Laponite exhibited no toxicity in acute testing (oral, dermal, inhalation), mutagenicity and cytogenicity (See submitted studies) or any other toxicological relevant pathway. In addition Laponite is currently being explored as a potential drug delivery mechanism for angiogenesis (Page DJ., 2019), in implantable medical devices (Hsu, 2020). Laponite is a synthetic clay based on hectorite a naturally occurring clay mineral. There have been no epidemiological or toxicologically relevant studies on hectorite that found potential risk from hectorite exposure. Laponite is a synthetic clay with the same functional chemical composition as hectorite. Any nanoform exposures from laponite would be comparable to background exposure from the nanoform compartment of hectorite (Kahn, 1957).

Conclusions:
There is no evidence that the substance is absorbed through ingestion, dermal contact or inhalation.
None of the ions present are known to have effects on fertility or reproduction so further animal testing is not warranted based on animal welfare reasons.
Executive summary:

There is no evidence that the substance is absorbed through ingestion, dermal contact or inhalation.
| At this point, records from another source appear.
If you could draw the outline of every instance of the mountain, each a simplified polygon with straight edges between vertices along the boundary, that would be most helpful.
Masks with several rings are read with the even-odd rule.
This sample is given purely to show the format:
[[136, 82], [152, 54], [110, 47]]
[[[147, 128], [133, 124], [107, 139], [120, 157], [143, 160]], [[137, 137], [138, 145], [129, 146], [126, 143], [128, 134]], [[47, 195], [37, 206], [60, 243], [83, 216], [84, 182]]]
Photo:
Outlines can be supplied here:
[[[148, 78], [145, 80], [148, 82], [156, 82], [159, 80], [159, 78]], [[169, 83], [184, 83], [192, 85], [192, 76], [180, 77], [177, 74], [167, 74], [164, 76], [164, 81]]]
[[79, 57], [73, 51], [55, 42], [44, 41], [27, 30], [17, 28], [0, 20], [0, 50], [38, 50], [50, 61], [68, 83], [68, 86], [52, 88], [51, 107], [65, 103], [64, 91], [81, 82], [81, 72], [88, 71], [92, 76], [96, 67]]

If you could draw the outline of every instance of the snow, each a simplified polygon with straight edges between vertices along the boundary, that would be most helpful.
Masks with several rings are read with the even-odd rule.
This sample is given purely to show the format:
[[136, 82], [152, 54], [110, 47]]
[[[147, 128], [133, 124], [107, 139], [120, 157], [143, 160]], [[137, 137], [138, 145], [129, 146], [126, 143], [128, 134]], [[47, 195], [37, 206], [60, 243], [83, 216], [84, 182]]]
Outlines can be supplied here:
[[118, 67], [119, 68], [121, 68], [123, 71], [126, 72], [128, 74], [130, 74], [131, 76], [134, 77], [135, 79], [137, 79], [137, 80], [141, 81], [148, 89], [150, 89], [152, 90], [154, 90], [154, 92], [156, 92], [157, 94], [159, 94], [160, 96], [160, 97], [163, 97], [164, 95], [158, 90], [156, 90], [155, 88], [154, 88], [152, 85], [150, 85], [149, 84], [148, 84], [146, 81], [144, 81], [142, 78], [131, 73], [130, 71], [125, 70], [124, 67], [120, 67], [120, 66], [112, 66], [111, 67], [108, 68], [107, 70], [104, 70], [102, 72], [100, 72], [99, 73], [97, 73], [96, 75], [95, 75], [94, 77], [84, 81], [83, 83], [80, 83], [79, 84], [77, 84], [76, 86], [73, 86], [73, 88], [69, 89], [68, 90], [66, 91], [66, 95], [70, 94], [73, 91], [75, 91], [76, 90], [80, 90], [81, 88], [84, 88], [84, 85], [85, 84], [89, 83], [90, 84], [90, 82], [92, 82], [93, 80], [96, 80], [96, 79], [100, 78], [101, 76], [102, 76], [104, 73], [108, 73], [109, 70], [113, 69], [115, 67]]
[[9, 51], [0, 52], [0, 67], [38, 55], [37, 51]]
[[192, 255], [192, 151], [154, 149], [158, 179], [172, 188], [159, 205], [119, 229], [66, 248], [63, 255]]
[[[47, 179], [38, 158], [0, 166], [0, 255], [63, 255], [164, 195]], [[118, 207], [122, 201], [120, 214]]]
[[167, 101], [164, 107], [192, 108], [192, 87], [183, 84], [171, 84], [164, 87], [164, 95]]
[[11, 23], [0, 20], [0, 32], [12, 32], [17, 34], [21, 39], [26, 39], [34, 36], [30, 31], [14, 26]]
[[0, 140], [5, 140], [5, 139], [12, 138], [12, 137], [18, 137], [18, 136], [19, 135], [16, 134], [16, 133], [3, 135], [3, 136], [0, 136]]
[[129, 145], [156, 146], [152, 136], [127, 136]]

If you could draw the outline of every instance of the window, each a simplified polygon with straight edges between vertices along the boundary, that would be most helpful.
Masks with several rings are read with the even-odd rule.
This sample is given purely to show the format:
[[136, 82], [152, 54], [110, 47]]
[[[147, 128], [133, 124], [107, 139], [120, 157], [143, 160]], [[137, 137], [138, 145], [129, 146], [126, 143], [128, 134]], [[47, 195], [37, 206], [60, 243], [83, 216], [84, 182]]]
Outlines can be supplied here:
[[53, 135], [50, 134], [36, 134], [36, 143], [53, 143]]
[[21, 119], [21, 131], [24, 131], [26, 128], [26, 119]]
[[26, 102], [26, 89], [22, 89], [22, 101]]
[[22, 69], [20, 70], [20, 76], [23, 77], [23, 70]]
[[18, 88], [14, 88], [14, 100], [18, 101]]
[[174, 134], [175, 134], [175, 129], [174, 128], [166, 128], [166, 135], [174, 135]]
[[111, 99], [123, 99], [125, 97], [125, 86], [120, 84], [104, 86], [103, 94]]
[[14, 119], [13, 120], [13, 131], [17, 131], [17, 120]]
None of the ions present are known to have effects on fertility or reproduction so further animal testing is not warranted based on animal welfare reasons.

Effects on developmental toxicity

Description of key information
There is no evidence that the substance is absorbed through ingestion, dermal contact or inhalation 
None of the ions present are known to have effects on fertility or reproduction so further animal testing is not warranted based on animal welfare reasons..

Justification for classification or non-classification

There is no evidence that the substance is absorbed through ingestion, dermal contact or inhalation.

None of the ions present are known to have effects on fertility or reproduction so further animal testing is not warranted based on animal welfare reasons.